Other cries were interpreted by a midwife as wind, and even though Naomi says her baby girl - a little sister to Lola, then 18 months - was relatively happy and sleeping okay, she felt that her daughter was in pain each time she picked her up.
It wasn't until she presented at her local emergency department and detailed her daughter's symptoms that the question was finally asked.

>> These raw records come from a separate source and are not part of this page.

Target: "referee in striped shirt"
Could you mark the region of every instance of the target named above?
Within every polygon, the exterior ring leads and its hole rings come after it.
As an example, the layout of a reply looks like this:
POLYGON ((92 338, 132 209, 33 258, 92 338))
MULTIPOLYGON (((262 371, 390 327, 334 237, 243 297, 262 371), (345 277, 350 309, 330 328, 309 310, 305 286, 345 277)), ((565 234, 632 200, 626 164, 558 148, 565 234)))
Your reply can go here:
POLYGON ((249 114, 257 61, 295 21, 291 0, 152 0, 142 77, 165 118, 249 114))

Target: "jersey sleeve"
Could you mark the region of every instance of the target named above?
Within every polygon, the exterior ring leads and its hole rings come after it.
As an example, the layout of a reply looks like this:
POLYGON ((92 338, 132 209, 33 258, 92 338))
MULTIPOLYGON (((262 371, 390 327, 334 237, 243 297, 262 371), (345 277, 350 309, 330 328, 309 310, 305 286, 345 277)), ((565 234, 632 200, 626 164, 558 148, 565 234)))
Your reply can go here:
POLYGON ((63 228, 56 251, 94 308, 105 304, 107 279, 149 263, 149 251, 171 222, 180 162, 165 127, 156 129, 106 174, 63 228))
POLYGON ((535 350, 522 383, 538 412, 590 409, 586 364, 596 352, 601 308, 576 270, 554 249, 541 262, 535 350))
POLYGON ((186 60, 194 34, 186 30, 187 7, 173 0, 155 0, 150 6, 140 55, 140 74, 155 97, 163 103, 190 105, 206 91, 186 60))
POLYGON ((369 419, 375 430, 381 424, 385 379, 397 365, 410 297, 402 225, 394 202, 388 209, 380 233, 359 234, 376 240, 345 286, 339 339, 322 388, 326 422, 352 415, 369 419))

"I told them I sensed I was hurting her, particularly around her head and neck," Naomi says. "They took her straight in and they talked about having to give her a lumbar puncture."
It was then she was told her one-week-old was being tested for meningitis.
"Going up there I was thinking she had wind or reflux and then they're doing lumbar punctures," Naomi says, her voice still laced with shock. "You think the worst: is she going to die?"
After three failed attempts at getting fluid from baby Caprice's spine, the family had to wait for another three days until tests could be sent away to confirm the initial diagnosis. Antibiotics were commenced immediately, in case it was the bacterial strain, and a week later it was verified: Caprice had contracted viral meningitis.
It still remains a mystery how the tiny baby caught meningitis in the first place.
Now, Naomi says she hopes hospital staff re-think what they teach in antenatal classes to help increase parental vigilance.
"We need to concentrate more on symptoms of illnesses and what to look out for, and maybe trying to keep baby at home [when they’re so young]," she says. "For us it could be nothing, but for them when they are so little it can turn into meningitis."
The good news for Naomi and Caprice is that not only did the early detection save her life, but also ensured she won't face future complications as a result. Caprice is now a happy and healthy six-month-old.
Naomi hopes others who face the same battle against meningitis will be as lucky, which is why she wants to share her story to help raise awareness and teach others to trust their instincts.
"Sometimes with a second child you can be a bit blasé, but if something's not feeling right you've got to go with it," she says. And just as The Meningitis Centre Australia advocates, she encourages parents to ask: "could it be meningitis?" You might just save a life.